Figure 2. Pathogenesis of autoimmunity in TMPD-treated mice

A. TMPD stimulates IFNα and IFNß production by immature (Ly6C^hi) monocytes. The IFN-I inducible chemokine MCP-1 (CCL2) is produced following intraperitoneal injection of TMPD and promotes the egress of immature monocytes bearing the markers CD11b, Ly6C^hi, Mac-3, F4/80, and CCR2 (the receptor for MCP-1) from the bone marrow. These cells enter the circulation and are recruited to the inflamed peritoneal cavity.

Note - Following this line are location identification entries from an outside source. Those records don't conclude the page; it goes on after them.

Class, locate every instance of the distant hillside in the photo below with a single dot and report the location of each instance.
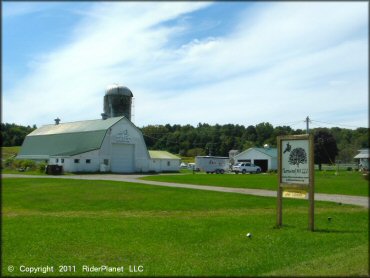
(9, 152)
(13, 135)
(205, 139)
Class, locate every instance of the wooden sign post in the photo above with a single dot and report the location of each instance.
(296, 172)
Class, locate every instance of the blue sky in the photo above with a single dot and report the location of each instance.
(187, 62)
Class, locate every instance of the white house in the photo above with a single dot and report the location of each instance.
(266, 157)
(112, 144)
(363, 159)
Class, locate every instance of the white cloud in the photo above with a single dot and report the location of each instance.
(285, 62)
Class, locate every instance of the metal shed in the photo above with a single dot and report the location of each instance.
(266, 158)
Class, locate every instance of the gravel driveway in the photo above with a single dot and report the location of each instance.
(343, 199)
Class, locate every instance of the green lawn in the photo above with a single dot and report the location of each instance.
(8, 152)
(174, 231)
(346, 182)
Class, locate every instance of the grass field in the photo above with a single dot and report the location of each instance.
(174, 231)
(346, 182)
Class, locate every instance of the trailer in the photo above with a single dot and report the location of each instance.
(212, 164)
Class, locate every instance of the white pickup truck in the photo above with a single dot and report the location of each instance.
(246, 167)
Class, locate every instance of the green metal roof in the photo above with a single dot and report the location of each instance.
(65, 139)
(268, 151)
(81, 126)
(162, 155)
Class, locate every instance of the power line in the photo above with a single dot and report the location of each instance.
(335, 124)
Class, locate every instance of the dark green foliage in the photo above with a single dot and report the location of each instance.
(325, 147)
(13, 135)
(205, 139)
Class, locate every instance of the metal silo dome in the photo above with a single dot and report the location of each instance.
(118, 101)
(116, 89)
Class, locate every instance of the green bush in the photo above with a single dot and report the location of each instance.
(42, 166)
(8, 162)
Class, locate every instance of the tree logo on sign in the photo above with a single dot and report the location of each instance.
(297, 156)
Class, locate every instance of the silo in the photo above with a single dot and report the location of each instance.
(117, 101)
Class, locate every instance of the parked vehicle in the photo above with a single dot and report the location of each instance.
(212, 164)
(246, 167)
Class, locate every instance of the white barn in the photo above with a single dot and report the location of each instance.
(105, 145)
(363, 159)
(266, 158)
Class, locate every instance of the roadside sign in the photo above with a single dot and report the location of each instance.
(295, 193)
(296, 172)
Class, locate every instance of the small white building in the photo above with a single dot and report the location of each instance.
(363, 159)
(105, 145)
(266, 157)
(162, 161)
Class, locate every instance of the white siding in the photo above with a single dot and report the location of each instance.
(69, 164)
(124, 133)
(122, 158)
(252, 155)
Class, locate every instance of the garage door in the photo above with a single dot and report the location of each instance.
(263, 163)
(122, 158)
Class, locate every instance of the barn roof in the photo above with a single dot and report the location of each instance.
(162, 155)
(65, 139)
(364, 153)
(272, 152)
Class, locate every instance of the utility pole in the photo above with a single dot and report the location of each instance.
(307, 125)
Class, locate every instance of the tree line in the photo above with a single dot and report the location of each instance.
(339, 143)
(13, 135)
(205, 139)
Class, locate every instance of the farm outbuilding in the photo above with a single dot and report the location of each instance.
(266, 157)
(363, 159)
(111, 144)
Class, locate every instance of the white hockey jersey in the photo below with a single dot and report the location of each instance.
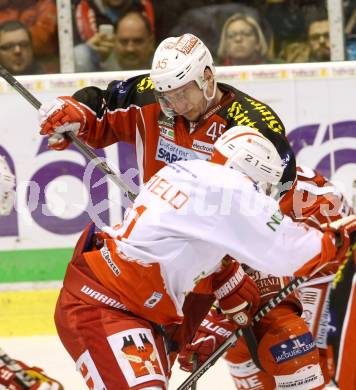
(185, 220)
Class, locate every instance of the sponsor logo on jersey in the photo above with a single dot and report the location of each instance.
(169, 152)
(186, 43)
(153, 300)
(202, 146)
(230, 285)
(105, 253)
(212, 327)
(166, 132)
(292, 348)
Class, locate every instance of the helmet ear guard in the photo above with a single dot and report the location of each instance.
(264, 161)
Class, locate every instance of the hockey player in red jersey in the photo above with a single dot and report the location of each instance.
(127, 283)
(343, 316)
(14, 374)
(315, 201)
(174, 113)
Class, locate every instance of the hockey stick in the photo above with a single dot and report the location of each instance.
(98, 162)
(214, 357)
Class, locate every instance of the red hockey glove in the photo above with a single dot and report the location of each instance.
(16, 375)
(212, 332)
(59, 116)
(238, 295)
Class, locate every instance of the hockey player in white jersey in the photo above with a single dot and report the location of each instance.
(124, 283)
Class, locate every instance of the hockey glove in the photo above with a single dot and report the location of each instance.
(237, 294)
(59, 116)
(212, 332)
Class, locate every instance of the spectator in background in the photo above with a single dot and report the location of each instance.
(16, 51)
(317, 46)
(132, 47)
(40, 17)
(242, 42)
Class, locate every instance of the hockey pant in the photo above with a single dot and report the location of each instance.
(286, 351)
(112, 349)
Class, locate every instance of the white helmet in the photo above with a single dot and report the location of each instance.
(248, 151)
(179, 60)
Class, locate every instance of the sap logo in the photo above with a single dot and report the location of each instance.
(276, 220)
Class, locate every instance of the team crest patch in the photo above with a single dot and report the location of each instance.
(137, 356)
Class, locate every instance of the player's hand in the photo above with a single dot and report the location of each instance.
(59, 116)
(238, 295)
(212, 332)
(16, 375)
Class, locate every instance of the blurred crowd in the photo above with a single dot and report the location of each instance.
(123, 34)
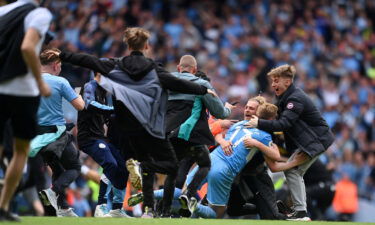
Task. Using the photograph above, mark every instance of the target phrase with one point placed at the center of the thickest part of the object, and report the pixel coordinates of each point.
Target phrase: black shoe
(7, 216)
(184, 210)
(283, 208)
(49, 210)
(166, 215)
(299, 216)
(249, 207)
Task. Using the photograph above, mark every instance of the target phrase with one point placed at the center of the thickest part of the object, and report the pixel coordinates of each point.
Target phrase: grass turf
(115, 221)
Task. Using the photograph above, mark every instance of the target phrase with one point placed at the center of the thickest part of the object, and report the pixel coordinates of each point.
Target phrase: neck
(49, 70)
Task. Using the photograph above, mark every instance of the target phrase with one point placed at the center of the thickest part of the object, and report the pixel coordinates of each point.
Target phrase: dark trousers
(319, 198)
(110, 158)
(64, 171)
(156, 156)
(262, 194)
(187, 156)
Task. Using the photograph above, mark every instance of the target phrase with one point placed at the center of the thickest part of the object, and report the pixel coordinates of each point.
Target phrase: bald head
(188, 64)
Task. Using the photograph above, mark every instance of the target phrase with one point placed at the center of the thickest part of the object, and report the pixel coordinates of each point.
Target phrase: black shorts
(22, 114)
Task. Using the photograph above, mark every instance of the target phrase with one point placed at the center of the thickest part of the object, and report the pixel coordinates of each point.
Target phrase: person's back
(241, 155)
(50, 109)
(23, 26)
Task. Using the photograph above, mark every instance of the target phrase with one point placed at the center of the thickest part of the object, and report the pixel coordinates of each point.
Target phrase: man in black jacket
(304, 130)
(23, 26)
(139, 87)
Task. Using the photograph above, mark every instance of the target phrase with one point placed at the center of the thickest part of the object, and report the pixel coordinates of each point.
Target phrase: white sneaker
(134, 173)
(101, 210)
(192, 205)
(66, 213)
(49, 197)
(117, 213)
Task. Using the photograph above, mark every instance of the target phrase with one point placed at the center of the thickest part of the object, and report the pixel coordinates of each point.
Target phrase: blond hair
(283, 71)
(136, 38)
(267, 111)
(188, 61)
(260, 99)
(49, 55)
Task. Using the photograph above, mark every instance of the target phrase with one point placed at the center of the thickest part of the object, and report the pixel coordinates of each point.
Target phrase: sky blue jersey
(241, 155)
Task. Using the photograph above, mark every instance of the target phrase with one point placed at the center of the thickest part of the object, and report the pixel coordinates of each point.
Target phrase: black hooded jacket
(301, 122)
(136, 66)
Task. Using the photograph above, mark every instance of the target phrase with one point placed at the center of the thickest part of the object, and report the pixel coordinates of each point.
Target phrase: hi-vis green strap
(188, 125)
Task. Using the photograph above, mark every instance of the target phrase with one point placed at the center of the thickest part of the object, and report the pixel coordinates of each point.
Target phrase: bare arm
(225, 145)
(78, 103)
(29, 42)
(298, 159)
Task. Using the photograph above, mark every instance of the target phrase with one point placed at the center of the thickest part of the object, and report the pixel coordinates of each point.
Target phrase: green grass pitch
(123, 221)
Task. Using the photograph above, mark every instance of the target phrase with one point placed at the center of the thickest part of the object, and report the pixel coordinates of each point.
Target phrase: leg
(156, 155)
(296, 184)
(14, 172)
(183, 170)
(72, 167)
(21, 111)
(235, 202)
(109, 157)
(201, 156)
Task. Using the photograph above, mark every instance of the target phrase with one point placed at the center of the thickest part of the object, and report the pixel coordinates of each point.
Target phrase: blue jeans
(108, 157)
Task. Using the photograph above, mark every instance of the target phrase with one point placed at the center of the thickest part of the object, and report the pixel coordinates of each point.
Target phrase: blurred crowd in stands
(236, 42)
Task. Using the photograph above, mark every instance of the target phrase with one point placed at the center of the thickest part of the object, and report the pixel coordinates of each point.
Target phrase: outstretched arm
(298, 159)
(269, 151)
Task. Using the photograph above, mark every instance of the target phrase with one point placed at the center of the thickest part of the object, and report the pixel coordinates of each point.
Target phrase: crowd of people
(236, 43)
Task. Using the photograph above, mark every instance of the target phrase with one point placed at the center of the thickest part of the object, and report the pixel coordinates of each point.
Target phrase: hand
(227, 147)
(209, 91)
(229, 106)
(300, 158)
(225, 124)
(253, 122)
(250, 142)
(44, 89)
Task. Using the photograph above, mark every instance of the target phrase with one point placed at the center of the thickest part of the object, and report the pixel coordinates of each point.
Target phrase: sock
(102, 193)
(205, 211)
(118, 197)
(158, 194)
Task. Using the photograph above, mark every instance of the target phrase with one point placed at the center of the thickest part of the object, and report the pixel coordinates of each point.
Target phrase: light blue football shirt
(241, 155)
(50, 109)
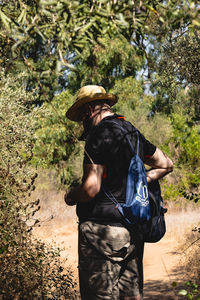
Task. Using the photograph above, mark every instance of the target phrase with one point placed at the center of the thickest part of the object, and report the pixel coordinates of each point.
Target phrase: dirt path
(161, 260)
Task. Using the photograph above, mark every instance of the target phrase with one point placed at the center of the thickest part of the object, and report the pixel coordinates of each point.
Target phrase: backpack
(142, 207)
(154, 229)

In mice treated with TMPD, the Ly6C^hi monocytes down-that forms in response to the hydrocarbon. These cells persist for ∼3 days before undergoing programmed cell death (apoptosis). In mineral oil treated mice, the Ly6C^hi monocytes rapidly mature in the peritoneum to CD11b⁺, Ly6C⁻, Mac-3⁺, F4/80⁺ cells with numerous endocytic vacuoles. In contrast to TMPD elicited monocytes, these cells do not produce IFNα or ß. B. IFN-I and pro-inflammatory cytokine production can be stimulated through four main cellular pathways employing different adaptor proteins or signaling intermediates: i.e. via TRIF (TLRs 3 and 4), MyD88 (TLRs 7, 8, and 9), IPS-1 (Rig-I like helicases, RLH)), and TBK1 (receptor not yet clearly defined). The endosomal recognition of unmethylated CpG motifs in DNA by TLR9 or of single stranded RNA by TLR7 or TLR8 leads to the activation of IFNα and ß gene expression via a pathway involving the adapter protein MyD88, several kinases (not shown), and the transcription factor interferon regulatory factor (IRF) 7. In contrast, the endosomal recognition of dsRNA by TLR3 or cell surface recognition of lipopolysaccharide (endotoxin) by TLR4 leads to IFNα and ß gene expression via a pathway involving the adapter protein TRIF, kinases, and the transcription factor IRF-3. In addition to the endosomal pathways, the recognition of cytoplasmic (viral) dsRNA by the RLH Rig-I or Mda5 leads to the activation of IFNα and ß gene expression via the adapter protein IPS-1 and the transcription factors IRF3 and IRF7. Cytoplasmic DNA is detected by receptors that remain to be fully elucidated and signal via the kinase TBK-1, resulting in IFNα and ß gene expression. All these pathways converge on nuclear factor kappa B (NFκB). The induction of IFNα and ß by TMPD relies exclusively on the TLR7-MyD88-IRF7 pathway, whereas the other three pathways are dispensable.